Au niveau affectif, la perception du produit ou de la marque risque de pâtir de sa présence sur un Numériflash, la technologie pouvant être un repoussoir. Le risque de saturation est également présent : une même campagne est souvent diffusée sur un ensemble de Numériflash à plusieurs endroits (dans le cas de Paris, dans l’ensemble des stations de métro ou RER équipées). Un usager des transports y sera donc exposé plusieurs fois dans sa journée. Dans le pire des cas, on peut douter de l’utilité d’aligner une multitude de panneaux sur une distance de marche de la cible extrêmement courte. L’agression visuelle à ce niveau de saturation est une évidence.

Panneaux Numériflash Gare de Lyon

Panneaux Numériflash en Gare de Lyon (Paris) : cinq fois la même annonce, rétroéclairée pour une visibilité maximale.

Evaluation environnementale des panneaux publicitaires numériques par l’ADEME en 2020

Dans son étude « Modélisation et évaluation environnementale de produits de consommation et biens d’équipements« , l’ADEME a étudié l’impact environnemental des écrans publicitaires LCD de 2m². Il en ressort que l’impact total des de 2545kgCO2 par année d’utilisation, avec deux phases majoritairement contributives :

  • l’utilisation de l’écran – sa consommation électrique (46%)
  • la production de l’écran – les matières premières mobilisées (35%)

Leur contribution aux effets respiratoires par l’émission de polluants inorganiques est largement due à la phase de production (52%) vs son utilisation (22%)

Les chiffres quant à l’impact de sa consommation sont précis, avec une hypothèse d’écran allumé 18h par jour, 365 jours / an pendant 10 ans.

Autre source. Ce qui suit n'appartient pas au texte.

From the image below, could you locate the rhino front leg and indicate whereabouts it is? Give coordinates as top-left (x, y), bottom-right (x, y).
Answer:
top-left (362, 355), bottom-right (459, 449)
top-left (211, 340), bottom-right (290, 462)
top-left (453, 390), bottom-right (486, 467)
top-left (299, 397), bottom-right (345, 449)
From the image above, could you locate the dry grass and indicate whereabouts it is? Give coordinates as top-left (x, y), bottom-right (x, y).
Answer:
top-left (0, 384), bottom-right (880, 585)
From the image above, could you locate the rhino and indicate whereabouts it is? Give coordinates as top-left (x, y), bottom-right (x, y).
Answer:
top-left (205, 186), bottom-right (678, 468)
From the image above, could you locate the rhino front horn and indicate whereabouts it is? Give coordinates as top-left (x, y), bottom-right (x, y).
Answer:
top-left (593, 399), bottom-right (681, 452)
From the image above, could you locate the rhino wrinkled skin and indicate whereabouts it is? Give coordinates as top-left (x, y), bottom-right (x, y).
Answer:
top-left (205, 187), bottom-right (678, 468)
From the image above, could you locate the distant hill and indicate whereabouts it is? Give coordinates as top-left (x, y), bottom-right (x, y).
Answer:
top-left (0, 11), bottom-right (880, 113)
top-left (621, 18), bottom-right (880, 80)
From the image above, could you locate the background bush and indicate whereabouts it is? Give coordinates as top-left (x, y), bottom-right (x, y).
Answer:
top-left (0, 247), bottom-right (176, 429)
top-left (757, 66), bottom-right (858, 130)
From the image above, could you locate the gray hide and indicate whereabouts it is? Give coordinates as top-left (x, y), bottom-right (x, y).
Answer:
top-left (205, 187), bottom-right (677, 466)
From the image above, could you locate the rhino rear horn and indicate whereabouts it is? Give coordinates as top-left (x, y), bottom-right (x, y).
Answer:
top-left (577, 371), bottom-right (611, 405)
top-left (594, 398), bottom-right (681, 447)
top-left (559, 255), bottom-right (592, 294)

Il en ressort que comme tout produit électrique, l’impact le plus fort sur le changement climatique n’est pas la consommation mais la phase production. Ainsi, baisser la durée d’utilisation d’un tiers (12h au lieu de 18h) ne fait gagner que :

  • 18% d’impact sur l’acidification terrestre et aquatique
  • 9% sur les effets respiratoires
  • 5% sur l’épuisement des ressources minérales & fossiles
Influence (en pourcentage) de la durée d’utilisation et de la durée de vie par jour

Comme le souligne l’ADEME : « On remarque que les indicateurs de changement climatique, d’acidification et de demande en énergie cumulée (CED) sont plus sensible à la variation de la durée d’utilisation. En effet, la phase d’utilisation a une contribution plus importante pour ces trois indicateurs« 

D’une manière générale, l’impact d’un écran moins utilisé avec une durée de vie prolongée (12h sur 12 ans) est 21% inférieur au cas de base (18h sur 10 ans). Inversement, il est de 40% supérieur pour un écran allumé 24h/24 avec une durée de vie de 8 ans.